E um jogo de escapar tratando a temática quilombola? Se quisermos algo "menos" conflituoso e belicoso, podemos pensar em outras coisas. Houveram quilombos que buscavam melhorar a própria produção agrícola e de ferramentas, saqueando cargas portuguesas e defendendo o próprio território de invasões, para produzir riquezas e comprar a alforria de mais escravizados, libertando-os e ampliando o próprio quilombo. Por que não um jogo assim, onde cada jogador seria um quilombo tentando alforriar escravizados de sua nação para expandir a própria comunidade? Seria um jogo no estilo "fazendinha", com contratos, negócios, economia apertada e com um tema muito legal que traria a libertação como máxima.
Veja aí o jogo do Friedemann Friese, trazendo como tema trabalhadores explorados e estressados tentando relaxar! Não é etnico, como os exemplos que eu dei, mas traz aí o outro lado dos mundos do trabalho. FANTÁSTICO
Enfim... com criatividade, que não faltam aos designers, tudo é possível! Certamente, há como trazer boas doses de diversão, sem precisar ter o sofrimento de This War of Mine, mas com temas que, até para os mais desatentos à temática, trariam ao menos um conhecimento mínimo sobre o que tem sido comumente escondido no universo corriqueiro de nosso hobby!

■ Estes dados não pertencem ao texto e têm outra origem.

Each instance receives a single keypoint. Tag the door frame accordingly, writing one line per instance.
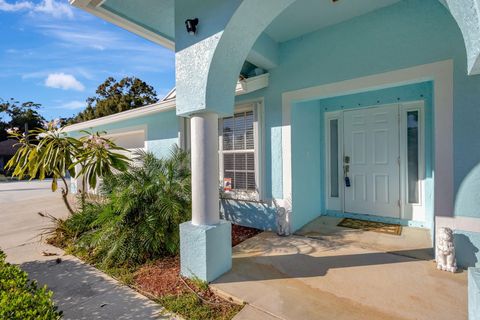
(415, 212)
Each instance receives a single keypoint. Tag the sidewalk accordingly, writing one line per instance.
(80, 291)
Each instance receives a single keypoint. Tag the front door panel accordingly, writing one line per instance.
(371, 161)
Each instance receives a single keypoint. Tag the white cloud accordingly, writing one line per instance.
(16, 6)
(54, 8)
(73, 105)
(63, 81)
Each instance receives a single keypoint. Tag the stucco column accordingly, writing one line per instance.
(205, 242)
(204, 151)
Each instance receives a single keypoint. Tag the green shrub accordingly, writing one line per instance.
(21, 298)
(139, 216)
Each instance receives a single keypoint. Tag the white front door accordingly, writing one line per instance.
(371, 161)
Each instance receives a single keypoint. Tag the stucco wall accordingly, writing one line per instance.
(410, 33)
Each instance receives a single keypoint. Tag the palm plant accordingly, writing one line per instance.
(50, 152)
(144, 207)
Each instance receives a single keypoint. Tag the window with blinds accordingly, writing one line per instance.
(238, 151)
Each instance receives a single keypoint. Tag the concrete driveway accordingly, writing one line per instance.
(80, 291)
(336, 278)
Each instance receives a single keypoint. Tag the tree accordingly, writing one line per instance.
(113, 97)
(50, 152)
(18, 115)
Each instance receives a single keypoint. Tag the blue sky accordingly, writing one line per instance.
(54, 54)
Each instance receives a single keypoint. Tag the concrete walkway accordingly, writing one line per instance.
(303, 278)
(80, 291)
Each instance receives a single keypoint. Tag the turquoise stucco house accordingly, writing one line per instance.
(368, 109)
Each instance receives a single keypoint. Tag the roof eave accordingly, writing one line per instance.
(94, 7)
(122, 116)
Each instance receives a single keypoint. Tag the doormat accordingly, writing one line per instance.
(394, 229)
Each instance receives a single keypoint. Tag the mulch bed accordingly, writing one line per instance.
(162, 278)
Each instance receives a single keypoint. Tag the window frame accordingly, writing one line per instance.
(334, 203)
(258, 138)
(412, 211)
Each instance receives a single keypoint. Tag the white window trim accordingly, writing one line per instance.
(258, 133)
(409, 211)
(331, 202)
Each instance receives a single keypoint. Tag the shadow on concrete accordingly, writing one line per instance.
(82, 292)
(300, 265)
(24, 189)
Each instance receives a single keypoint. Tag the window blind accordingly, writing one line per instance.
(239, 150)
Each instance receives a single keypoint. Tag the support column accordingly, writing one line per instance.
(204, 150)
(205, 242)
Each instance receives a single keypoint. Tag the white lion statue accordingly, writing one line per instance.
(282, 216)
(445, 250)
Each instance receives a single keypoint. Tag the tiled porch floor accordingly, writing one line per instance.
(338, 278)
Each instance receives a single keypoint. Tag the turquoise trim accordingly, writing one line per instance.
(474, 293)
(309, 147)
(367, 217)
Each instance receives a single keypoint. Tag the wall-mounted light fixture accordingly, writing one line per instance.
(191, 25)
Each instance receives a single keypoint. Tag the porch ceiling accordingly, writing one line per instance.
(309, 15)
(304, 16)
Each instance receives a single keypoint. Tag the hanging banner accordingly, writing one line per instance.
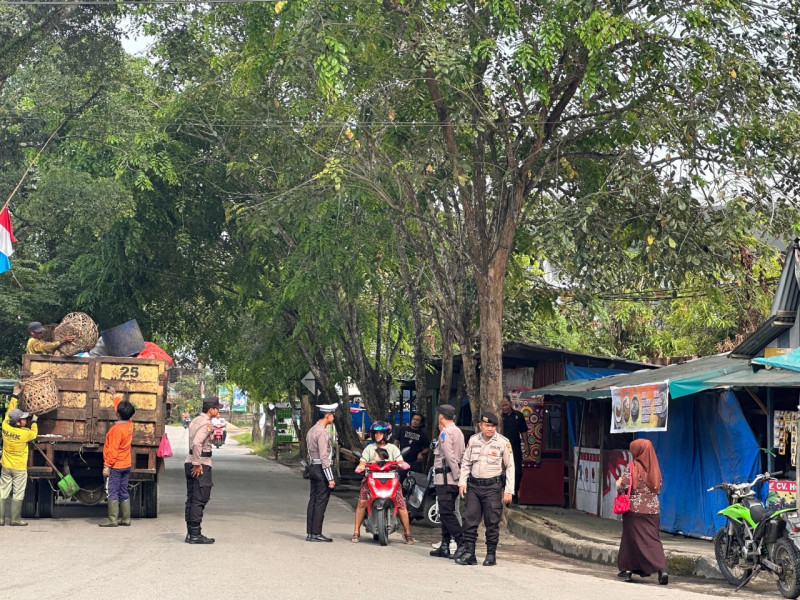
(782, 494)
(532, 408)
(239, 400)
(639, 408)
(592, 479)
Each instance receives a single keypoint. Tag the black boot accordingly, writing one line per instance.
(460, 550)
(468, 558)
(443, 550)
(196, 537)
(491, 555)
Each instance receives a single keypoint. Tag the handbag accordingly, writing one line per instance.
(622, 504)
(164, 448)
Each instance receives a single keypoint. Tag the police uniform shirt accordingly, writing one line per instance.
(319, 448)
(488, 458)
(200, 430)
(448, 453)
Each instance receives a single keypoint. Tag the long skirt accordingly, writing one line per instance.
(640, 549)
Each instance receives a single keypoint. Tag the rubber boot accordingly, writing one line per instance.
(491, 555)
(113, 515)
(443, 550)
(460, 550)
(196, 536)
(468, 558)
(125, 512)
(16, 513)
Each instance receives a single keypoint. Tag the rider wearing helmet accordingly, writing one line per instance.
(381, 433)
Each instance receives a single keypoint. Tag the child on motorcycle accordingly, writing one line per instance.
(381, 434)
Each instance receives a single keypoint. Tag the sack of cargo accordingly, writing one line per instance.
(82, 327)
(39, 394)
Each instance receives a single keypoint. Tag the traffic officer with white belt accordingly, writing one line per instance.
(447, 465)
(487, 481)
(320, 455)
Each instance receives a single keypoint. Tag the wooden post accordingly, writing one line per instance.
(576, 460)
(600, 465)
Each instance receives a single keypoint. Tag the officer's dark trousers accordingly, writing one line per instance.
(488, 501)
(198, 493)
(317, 501)
(447, 495)
(517, 469)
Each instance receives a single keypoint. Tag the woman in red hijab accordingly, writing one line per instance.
(640, 550)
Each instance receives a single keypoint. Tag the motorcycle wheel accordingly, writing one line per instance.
(430, 512)
(786, 555)
(383, 527)
(729, 566)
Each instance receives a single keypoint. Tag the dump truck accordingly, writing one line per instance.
(72, 435)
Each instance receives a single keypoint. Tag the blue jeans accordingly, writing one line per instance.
(117, 484)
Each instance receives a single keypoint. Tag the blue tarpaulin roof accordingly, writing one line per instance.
(790, 361)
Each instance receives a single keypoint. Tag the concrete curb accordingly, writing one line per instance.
(540, 532)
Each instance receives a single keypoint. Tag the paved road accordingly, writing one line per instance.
(257, 515)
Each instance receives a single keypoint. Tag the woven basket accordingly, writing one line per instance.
(82, 327)
(39, 394)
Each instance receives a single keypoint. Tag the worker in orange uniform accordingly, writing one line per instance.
(117, 463)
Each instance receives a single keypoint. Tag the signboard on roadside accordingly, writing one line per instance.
(640, 408)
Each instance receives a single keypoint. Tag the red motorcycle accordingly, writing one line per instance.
(382, 483)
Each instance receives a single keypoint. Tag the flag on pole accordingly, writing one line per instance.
(6, 238)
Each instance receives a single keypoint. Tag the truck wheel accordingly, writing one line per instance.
(150, 499)
(29, 501)
(47, 499)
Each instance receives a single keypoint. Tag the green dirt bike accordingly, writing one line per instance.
(757, 539)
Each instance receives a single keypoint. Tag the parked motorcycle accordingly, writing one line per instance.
(382, 484)
(420, 494)
(756, 538)
(218, 436)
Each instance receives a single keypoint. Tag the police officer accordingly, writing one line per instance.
(487, 481)
(515, 427)
(320, 453)
(197, 469)
(447, 465)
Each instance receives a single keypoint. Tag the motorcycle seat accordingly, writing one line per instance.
(758, 513)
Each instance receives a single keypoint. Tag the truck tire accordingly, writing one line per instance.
(29, 501)
(47, 499)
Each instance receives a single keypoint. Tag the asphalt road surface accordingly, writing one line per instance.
(257, 515)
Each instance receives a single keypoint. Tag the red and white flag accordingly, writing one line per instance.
(6, 239)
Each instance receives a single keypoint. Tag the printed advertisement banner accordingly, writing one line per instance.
(640, 408)
(592, 479)
(239, 400)
(782, 494)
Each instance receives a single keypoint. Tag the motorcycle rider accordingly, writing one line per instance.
(381, 433)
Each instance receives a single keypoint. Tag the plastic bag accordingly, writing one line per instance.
(164, 448)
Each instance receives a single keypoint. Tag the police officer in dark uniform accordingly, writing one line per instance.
(447, 466)
(197, 469)
(487, 481)
(320, 455)
(514, 428)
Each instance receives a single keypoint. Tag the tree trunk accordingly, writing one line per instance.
(307, 420)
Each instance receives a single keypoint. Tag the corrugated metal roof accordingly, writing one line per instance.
(787, 294)
(684, 378)
(755, 343)
(760, 378)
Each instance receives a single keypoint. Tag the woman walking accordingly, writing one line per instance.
(640, 550)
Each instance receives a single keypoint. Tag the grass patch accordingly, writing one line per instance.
(257, 448)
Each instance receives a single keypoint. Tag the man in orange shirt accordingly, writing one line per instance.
(117, 464)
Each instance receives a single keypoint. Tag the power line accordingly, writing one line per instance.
(131, 2)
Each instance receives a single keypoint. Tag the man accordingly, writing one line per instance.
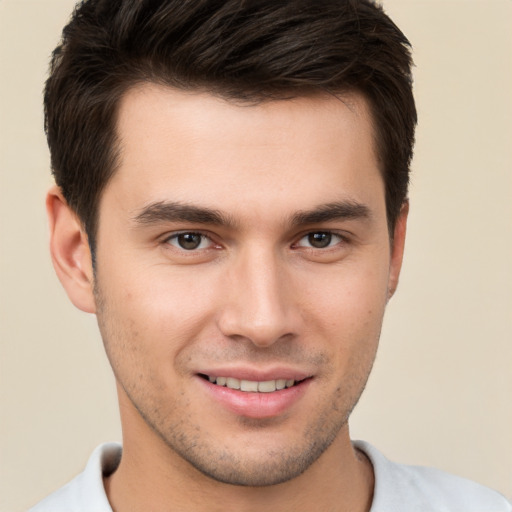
(231, 203)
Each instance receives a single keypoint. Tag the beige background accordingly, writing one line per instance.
(441, 392)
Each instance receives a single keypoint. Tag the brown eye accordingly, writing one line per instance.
(320, 240)
(189, 241)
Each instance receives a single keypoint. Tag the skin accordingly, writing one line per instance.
(256, 296)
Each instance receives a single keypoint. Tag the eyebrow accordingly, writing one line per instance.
(332, 211)
(164, 211)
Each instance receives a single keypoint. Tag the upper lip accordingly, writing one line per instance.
(256, 374)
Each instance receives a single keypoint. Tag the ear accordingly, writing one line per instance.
(69, 248)
(397, 248)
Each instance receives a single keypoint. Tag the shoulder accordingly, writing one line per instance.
(400, 487)
(85, 492)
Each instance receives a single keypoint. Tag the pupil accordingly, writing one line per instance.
(320, 240)
(189, 240)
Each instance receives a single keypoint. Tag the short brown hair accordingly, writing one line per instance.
(251, 50)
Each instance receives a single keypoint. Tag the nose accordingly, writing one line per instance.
(259, 303)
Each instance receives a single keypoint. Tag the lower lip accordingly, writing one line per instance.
(256, 405)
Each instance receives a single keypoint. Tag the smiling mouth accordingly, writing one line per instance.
(252, 386)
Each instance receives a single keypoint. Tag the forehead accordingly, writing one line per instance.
(286, 154)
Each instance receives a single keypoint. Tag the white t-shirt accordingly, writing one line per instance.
(398, 488)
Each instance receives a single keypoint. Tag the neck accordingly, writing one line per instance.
(151, 476)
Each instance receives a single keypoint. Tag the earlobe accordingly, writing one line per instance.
(70, 251)
(397, 248)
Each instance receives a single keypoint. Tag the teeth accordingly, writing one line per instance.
(252, 386)
(232, 383)
(267, 386)
(248, 385)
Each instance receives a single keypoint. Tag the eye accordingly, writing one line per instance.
(190, 241)
(320, 240)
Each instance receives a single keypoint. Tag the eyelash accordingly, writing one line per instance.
(330, 234)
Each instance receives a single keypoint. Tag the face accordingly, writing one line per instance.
(243, 268)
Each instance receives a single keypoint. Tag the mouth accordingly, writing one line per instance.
(252, 386)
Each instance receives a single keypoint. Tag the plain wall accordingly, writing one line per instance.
(441, 391)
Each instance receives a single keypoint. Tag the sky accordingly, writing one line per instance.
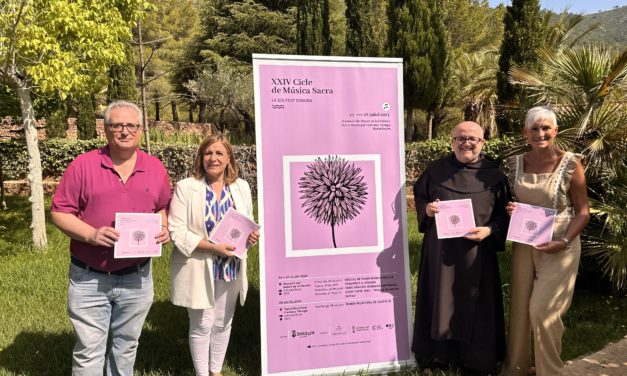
(575, 6)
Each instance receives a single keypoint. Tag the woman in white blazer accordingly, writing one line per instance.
(206, 278)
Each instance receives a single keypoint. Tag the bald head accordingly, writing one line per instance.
(467, 141)
(468, 127)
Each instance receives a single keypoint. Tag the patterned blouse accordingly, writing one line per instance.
(224, 268)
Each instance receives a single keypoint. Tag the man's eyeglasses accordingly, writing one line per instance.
(117, 127)
(471, 140)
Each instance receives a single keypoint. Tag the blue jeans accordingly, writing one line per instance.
(101, 305)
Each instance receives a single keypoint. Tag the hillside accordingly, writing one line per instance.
(613, 31)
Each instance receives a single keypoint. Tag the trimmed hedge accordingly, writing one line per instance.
(56, 154)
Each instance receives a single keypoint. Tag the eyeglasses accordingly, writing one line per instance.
(118, 127)
(471, 140)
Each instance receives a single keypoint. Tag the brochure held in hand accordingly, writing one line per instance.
(234, 229)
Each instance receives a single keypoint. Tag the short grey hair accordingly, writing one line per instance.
(122, 104)
(538, 113)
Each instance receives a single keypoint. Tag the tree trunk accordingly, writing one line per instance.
(4, 204)
(202, 106)
(429, 125)
(409, 127)
(175, 111)
(142, 84)
(35, 180)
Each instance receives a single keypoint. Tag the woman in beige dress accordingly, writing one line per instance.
(543, 276)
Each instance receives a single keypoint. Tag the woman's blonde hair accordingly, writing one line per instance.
(539, 113)
(231, 172)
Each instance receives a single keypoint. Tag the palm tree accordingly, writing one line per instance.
(476, 74)
(586, 86)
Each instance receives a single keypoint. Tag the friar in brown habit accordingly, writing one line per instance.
(459, 306)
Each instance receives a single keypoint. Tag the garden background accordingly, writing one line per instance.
(190, 61)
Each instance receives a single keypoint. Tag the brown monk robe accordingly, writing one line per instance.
(459, 306)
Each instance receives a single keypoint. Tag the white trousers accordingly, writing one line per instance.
(209, 329)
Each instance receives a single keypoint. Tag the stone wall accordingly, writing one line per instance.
(9, 129)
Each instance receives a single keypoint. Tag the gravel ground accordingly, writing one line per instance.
(611, 361)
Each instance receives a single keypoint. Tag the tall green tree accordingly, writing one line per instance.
(122, 82)
(86, 119)
(57, 46)
(417, 35)
(360, 27)
(233, 30)
(167, 29)
(586, 86)
(521, 41)
(313, 28)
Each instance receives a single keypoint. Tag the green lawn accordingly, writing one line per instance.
(36, 336)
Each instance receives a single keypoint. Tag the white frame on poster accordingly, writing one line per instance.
(269, 59)
(289, 252)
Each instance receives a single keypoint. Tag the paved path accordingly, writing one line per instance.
(610, 361)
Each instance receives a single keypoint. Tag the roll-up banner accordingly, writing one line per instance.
(334, 278)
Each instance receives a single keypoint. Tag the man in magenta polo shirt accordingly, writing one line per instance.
(108, 295)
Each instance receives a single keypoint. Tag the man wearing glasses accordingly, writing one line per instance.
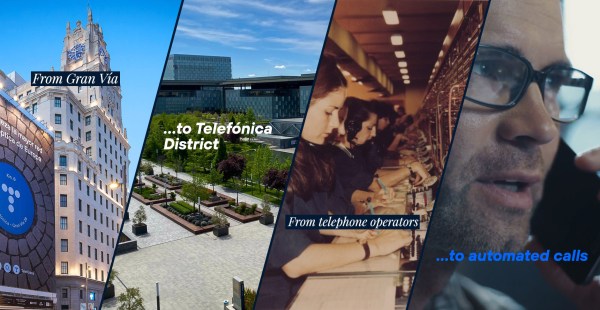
(521, 89)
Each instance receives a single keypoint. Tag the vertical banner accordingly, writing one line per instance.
(27, 223)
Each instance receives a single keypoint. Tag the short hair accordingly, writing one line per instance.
(358, 111)
(328, 79)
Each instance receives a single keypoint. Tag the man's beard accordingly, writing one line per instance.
(461, 222)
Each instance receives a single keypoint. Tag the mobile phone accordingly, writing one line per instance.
(567, 220)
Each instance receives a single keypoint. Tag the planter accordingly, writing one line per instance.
(139, 229)
(109, 292)
(165, 184)
(266, 219)
(221, 231)
(230, 211)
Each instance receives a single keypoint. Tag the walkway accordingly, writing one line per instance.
(194, 271)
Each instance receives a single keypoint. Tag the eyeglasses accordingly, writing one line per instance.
(500, 78)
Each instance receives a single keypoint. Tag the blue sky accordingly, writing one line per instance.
(137, 35)
(263, 38)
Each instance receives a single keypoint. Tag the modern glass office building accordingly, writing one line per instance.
(204, 83)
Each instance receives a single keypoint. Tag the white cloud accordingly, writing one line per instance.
(298, 45)
(312, 28)
(215, 35)
(210, 10)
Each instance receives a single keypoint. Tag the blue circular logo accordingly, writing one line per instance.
(16, 201)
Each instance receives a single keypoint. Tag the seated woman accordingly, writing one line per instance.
(361, 180)
(312, 189)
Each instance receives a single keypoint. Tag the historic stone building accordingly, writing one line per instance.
(91, 160)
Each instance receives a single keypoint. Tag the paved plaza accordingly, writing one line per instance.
(194, 271)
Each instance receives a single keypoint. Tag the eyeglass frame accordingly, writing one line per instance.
(533, 76)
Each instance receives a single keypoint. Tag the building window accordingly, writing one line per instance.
(64, 267)
(63, 179)
(62, 161)
(64, 245)
(63, 200)
(63, 223)
(65, 292)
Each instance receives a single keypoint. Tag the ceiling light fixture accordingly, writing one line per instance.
(390, 17)
(396, 39)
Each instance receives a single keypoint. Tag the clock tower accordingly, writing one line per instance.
(84, 49)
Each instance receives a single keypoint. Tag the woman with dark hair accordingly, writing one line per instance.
(360, 179)
(312, 189)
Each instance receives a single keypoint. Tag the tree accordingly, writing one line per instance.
(139, 217)
(232, 137)
(214, 177)
(193, 190)
(261, 162)
(130, 300)
(221, 154)
(275, 178)
(233, 166)
(147, 168)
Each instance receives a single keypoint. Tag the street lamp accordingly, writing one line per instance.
(87, 294)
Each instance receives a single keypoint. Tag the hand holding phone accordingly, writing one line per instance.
(567, 220)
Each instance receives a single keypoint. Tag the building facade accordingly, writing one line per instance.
(195, 67)
(204, 87)
(91, 160)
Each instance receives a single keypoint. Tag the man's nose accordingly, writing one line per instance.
(529, 121)
(334, 119)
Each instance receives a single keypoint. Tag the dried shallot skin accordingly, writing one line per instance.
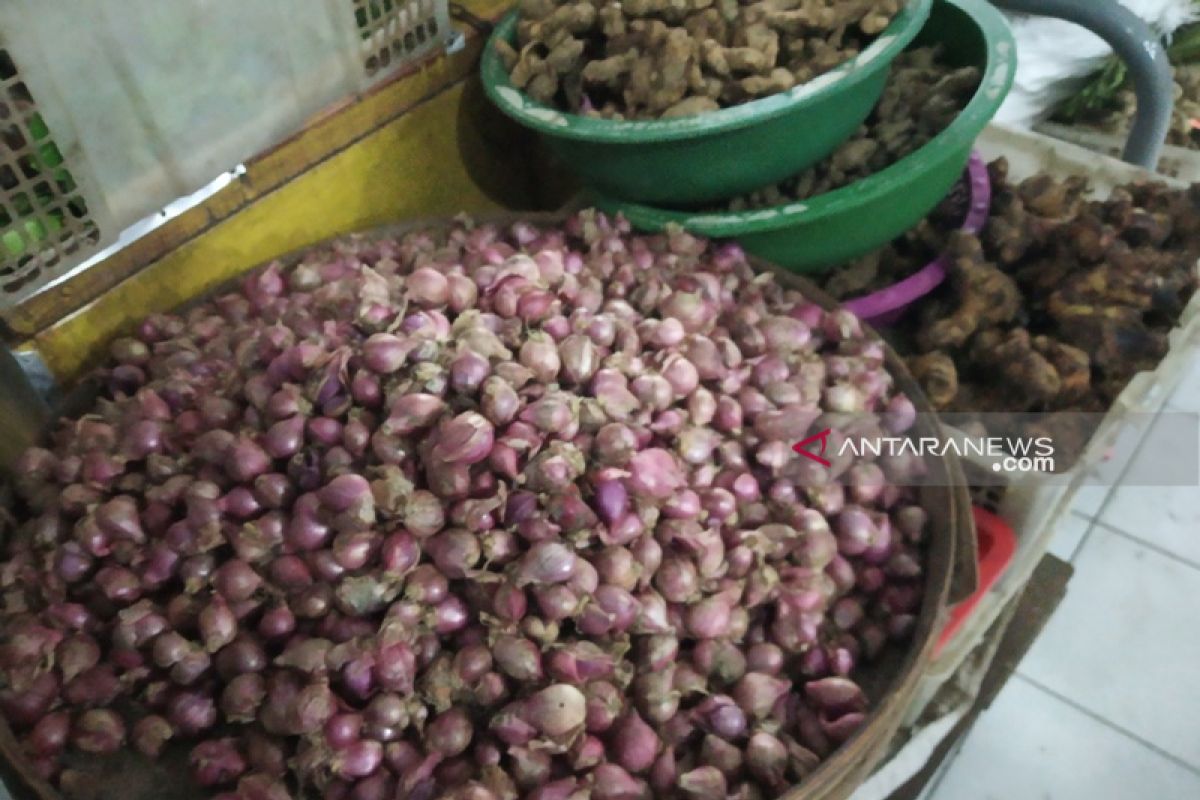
(490, 511)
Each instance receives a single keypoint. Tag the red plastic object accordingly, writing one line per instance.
(997, 543)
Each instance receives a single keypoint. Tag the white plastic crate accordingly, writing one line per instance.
(1031, 504)
(111, 109)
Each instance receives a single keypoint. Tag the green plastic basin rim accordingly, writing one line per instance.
(547, 119)
(994, 85)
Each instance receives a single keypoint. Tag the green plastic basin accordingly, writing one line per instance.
(696, 160)
(821, 232)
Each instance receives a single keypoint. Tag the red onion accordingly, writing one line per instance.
(449, 733)
(433, 541)
(611, 782)
(99, 731)
(51, 734)
(557, 710)
(150, 734)
(634, 744)
(216, 762)
(191, 713)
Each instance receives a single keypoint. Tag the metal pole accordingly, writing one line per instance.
(1139, 47)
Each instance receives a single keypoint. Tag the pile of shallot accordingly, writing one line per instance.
(486, 512)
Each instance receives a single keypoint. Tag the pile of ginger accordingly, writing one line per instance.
(1057, 304)
(663, 59)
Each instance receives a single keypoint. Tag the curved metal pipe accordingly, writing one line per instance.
(1141, 50)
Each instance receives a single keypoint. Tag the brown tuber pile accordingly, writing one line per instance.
(661, 59)
(486, 512)
(1060, 301)
(922, 98)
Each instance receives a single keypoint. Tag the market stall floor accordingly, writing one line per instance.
(1104, 707)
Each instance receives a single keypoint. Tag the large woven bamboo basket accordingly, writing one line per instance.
(891, 683)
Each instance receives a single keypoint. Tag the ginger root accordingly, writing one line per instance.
(937, 377)
(984, 298)
(691, 56)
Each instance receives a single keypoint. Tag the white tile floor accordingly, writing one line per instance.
(1107, 704)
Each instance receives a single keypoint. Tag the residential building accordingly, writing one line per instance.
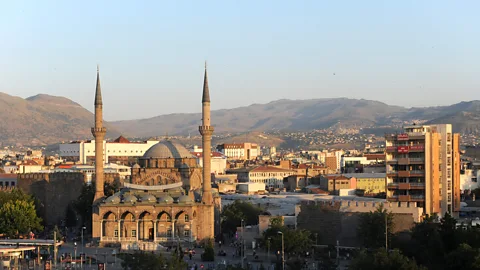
(120, 150)
(272, 177)
(423, 166)
(371, 183)
(335, 182)
(242, 151)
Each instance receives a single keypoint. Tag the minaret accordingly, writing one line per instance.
(206, 131)
(99, 133)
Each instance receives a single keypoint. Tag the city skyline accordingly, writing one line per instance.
(151, 56)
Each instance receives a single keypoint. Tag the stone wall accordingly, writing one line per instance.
(336, 220)
(55, 191)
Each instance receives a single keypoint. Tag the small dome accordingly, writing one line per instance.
(165, 199)
(148, 198)
(129, 199)
(185, 199)
(167, 149)
(115, 198)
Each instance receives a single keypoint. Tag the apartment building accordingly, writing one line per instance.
(242, 151)
(423, 166)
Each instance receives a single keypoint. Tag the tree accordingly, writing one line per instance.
(383, 260)
(19, 218)
(464, 257)
(144, 260)
(209, 253)
(111, 188)
(371, 228)
(233, 214)
(83, 204)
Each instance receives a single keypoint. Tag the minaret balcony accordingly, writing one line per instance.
(206, 130)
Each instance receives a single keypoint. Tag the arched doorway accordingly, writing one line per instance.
(145, 227)
(128, 227)
(164, 226)
(109, 227)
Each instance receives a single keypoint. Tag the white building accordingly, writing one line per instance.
(118, 150)
(242, 151)
(218, 162)
(272, 177)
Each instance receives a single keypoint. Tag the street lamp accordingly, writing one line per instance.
(283, 250)
(242, 251)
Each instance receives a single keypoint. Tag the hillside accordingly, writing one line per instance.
(43, 119)
(307, 115)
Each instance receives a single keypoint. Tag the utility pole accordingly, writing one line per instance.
(55, 249)
(386, 231)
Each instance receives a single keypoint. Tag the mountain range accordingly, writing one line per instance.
(45, 119)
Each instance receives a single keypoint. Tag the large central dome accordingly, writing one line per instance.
(167, 149)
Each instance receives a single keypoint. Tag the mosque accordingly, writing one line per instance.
(169, 198)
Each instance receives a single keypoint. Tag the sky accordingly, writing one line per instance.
(151, 53)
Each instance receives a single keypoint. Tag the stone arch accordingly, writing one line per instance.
(145, 226)
(109, 224)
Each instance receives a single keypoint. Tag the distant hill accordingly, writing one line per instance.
(43, 119)
(307, 115)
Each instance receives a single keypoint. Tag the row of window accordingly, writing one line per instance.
(186, 233)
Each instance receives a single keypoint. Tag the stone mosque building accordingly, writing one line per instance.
(169, 199)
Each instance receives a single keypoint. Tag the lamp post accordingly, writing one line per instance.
(242, 251)
(283, 250)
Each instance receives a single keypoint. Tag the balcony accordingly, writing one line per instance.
(406, 186)
(417, 148)
(391, 149)
(408, 161)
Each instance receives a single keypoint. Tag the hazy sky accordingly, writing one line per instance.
(151, 53)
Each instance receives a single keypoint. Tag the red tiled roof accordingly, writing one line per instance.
(121, 139)
(8, 175)
(200, 154)
(29, 162)
(269, 169)
(64, 166)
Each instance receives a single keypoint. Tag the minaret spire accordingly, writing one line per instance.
(98, 90)
(206, 92)
(98, 131)
(206, 130)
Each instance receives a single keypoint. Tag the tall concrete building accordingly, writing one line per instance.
(99, 133)
(423, 166)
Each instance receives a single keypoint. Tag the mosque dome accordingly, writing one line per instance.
(115, 198)
(185, 199)
(167, 149)
(129, 199)
(165, 199)
(148, 198)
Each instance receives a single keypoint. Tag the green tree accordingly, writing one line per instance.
(295, 241)
(233, 214)
(371, 228)
(464, 257)
(209, 253)
(19, 218)
(111, 188)
(83, 204)
(383, 260)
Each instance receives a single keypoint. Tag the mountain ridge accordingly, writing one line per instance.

Desculpa o texto longo!!! Adorei suas contribuições ao debate!
E sobre This War of Mine, realmente não é um jogo que se pode chamar de "divertido". Mas que jogo pedagógico, não?! Acho os boardgames uma ferramenta fantástica para o aprendizado. Eles ensinam, mesmo que "sem querer" e sem terem sido pensados com essa "intencionalidade".
Abraços e mais uma vez obrigado pela contribuição!!!!